/ecs-appmesh-task-helper

Primary LanguagePythonApache License 2.0Apache-2.0

ecs-appmesh-task-helper

What this is

The repo is to define a small event driven python app that orchestrates the lifecycle stages of an AWS ECS task in an AppMesh environment. The stages we are interested in are startup and shutdown. In an ECS service with a load balancer attached, during a task definition update ECS ensures that the new tasks started are registered with the LB and in service before it continues to drain and stop the old tasks. This native helper does not exist for AppMesh, so this task helper has been written in order to bridge that gap.

Operation

When a task in an AppMesh mesh has been asked by ECS to stop, it needs to notify its downstreams that it is stopping so that the downstreams stop sending traffic before the task stops. This is to ensure the downstreams do not receive any 5xx or timeout errors, which could impact service performance. This is done by signalling the Envoy in the task to go into healthcheck fail mode. The Envoy admin api has an endpoint which controls this. Secondly, this task helper is designed to delay the termination of the application and envoy containers in the task in order to ensure the downstream envoys have completed their upstream health check cycle. When ECS terminates a task, it executes "docker stop" against each container in the task in the reverse order of the defined dependencies in the task. "docker stop" sends a SIGTERM signal to the process inside the container when it runs. After the SIGTERM, this task helper calls the admin api and pauses for a definable drain timeout period. When the task helper DependsOn the envoy and application containers, their termination is delayed. There is a further problem with a race condition that often sees retiring tasks stopped before new tasks are in service during a task definition update. There is a delay period encoded before the admin api is called to ensure that new tasks have plenty of time to become in service before retiring tasks are drained and stopped. This ensures an overlap between the new and retiring tasks so that updates can be non-disruptive.

How to build this

An image containing the application can be generated by running make, or more explicitly make build, in the project folder.

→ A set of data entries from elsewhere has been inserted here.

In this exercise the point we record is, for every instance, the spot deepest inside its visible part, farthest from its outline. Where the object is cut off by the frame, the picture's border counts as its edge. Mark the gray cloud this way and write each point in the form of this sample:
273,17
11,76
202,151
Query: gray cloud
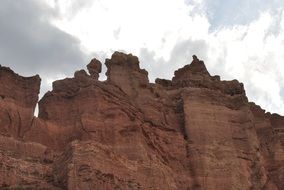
180,56
223,13
30,44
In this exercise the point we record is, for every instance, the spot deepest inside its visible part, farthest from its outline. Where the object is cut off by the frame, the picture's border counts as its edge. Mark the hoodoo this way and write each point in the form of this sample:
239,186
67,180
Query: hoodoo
192,132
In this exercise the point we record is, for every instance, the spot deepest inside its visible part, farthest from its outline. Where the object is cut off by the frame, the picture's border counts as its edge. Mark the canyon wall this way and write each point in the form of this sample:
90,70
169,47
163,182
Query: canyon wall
192,132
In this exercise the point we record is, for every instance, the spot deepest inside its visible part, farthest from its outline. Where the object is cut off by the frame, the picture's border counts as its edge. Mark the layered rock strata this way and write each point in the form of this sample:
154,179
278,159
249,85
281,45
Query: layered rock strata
192,132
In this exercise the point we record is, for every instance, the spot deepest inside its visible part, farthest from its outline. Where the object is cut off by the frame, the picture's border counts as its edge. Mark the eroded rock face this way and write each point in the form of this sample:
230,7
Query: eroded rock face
192,132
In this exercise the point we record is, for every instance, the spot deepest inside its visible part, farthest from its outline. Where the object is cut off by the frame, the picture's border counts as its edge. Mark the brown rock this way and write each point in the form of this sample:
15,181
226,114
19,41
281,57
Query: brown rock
94,68
192,132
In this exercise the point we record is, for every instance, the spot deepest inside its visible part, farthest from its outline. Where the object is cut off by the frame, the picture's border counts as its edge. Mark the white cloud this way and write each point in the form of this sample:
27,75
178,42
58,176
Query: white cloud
236,39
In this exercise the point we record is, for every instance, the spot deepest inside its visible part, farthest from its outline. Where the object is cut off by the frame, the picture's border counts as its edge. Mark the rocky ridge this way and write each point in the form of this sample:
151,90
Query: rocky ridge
192,132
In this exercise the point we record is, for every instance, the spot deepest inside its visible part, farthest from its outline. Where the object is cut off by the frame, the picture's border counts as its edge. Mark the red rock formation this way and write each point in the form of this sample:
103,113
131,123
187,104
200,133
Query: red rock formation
192,132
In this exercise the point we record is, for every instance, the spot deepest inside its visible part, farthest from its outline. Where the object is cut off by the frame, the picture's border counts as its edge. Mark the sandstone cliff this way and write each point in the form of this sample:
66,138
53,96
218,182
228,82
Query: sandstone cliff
192,132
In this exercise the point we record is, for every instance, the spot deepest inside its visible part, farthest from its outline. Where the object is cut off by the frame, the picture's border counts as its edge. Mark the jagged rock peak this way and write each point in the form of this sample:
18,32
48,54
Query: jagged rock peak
94,68
196,67
122,59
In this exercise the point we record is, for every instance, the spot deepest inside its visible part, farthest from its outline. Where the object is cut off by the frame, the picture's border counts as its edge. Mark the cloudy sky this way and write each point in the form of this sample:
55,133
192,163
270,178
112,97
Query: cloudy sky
237,39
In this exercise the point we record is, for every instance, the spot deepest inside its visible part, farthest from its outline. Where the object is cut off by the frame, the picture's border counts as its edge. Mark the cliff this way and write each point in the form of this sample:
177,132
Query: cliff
192,132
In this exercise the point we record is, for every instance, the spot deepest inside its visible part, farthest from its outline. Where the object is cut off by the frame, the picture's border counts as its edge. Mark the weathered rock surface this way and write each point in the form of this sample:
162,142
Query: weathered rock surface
192,132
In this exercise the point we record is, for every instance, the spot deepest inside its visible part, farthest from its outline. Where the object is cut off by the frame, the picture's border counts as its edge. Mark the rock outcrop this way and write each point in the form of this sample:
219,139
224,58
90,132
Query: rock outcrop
192,132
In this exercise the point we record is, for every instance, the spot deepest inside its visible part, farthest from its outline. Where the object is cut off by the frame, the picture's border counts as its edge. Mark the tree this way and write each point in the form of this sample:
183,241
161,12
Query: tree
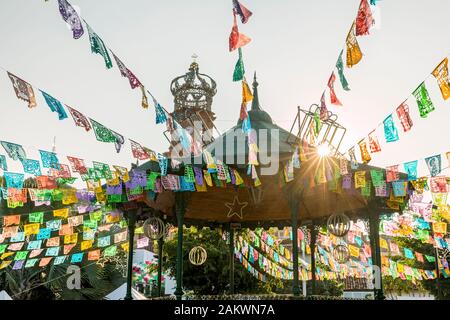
400,285
50,283
212,277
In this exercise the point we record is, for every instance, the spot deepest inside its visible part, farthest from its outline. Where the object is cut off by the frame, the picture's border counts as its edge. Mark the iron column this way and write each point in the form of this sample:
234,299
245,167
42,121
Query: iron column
231,251
294,204
160,247
131,227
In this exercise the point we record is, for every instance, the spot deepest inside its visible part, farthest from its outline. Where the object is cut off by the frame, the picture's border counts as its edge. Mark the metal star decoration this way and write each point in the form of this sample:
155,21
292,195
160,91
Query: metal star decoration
235,208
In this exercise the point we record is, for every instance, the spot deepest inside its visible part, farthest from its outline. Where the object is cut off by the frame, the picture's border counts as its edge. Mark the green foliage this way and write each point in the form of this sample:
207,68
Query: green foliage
211,278
398,285
50,283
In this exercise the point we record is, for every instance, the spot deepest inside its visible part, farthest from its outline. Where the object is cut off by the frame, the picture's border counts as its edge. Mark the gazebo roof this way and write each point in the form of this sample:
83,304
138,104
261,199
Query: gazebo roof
268,135
270,203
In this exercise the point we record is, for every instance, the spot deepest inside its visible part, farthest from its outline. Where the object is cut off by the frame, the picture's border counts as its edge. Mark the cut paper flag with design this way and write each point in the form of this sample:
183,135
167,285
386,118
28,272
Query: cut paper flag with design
77,165
390,131
242,11
423,100
239,69
125,72
49,159
24,90
323,108
404,117
98,46
392,173
55,106
160,113
31,166
374,144
120,140
144,102
441,75
71,17
14,180
138,151
237,39
340,69
434,164
333,97
411,169
3,164
354,162
14,151
102,133
79,119
365,156
354,54
364,19
247,95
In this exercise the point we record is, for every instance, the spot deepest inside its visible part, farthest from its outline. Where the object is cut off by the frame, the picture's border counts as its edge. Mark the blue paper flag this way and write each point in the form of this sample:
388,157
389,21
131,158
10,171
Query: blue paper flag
160,114
3,164
390,131
49,159
14,180
77,257
434,164
411,169
31,166
55,106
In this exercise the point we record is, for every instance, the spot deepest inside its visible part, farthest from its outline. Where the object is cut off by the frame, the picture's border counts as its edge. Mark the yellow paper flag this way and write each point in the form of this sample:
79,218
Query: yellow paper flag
32,228
86,244
354,54
247,95
354,251
441,75
71,238
62,213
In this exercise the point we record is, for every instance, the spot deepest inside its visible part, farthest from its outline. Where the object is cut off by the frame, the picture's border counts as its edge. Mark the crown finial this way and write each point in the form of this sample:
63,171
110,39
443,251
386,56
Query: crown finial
255,83
194,64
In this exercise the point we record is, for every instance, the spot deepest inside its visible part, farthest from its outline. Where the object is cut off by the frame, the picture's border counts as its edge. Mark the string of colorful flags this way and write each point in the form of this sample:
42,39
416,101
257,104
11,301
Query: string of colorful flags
56,232
360,27
98,46
402,115
24,91
238,40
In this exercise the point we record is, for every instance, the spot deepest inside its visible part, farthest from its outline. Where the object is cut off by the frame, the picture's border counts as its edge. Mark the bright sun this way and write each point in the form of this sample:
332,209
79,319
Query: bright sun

The makefile will run the following tasks through batect, using Dockerfile.batect as the runner:

- lint: runs `black` to format, and `flake8` and `hadolint` to lint the source python and Dockerfile.
- test: runs `bandit` security checks, `mypy` typechecks and finally `pytest`.
- build: runs poetry to export the requirements.txt required by the root Dockerfile before building locally.

For CI Jenkins will build directly from the Dockerfile and publish automatically.

How to use this

The container image should then be included in the container definitions for your ECS task, with DependsOn dependencies defined to your application and envoy containers. The task helper container should have a StopTimeout of 120s defined to ensure optimum operation. There are 2 environment variables that can be optionally passed to the container to adjust its operation.

  • DRAIN_DELAY: The time period to wait after the SIGTERM but before calling the healthcheck/fail admin endpoint. Defaults to 40
  • DRAIN_TIMEOUT: The time period to wait after calling the healthcheck/fail admin endpoint. Defaults to 40

License

This code is open source software licensed under the Apache 2.0 License.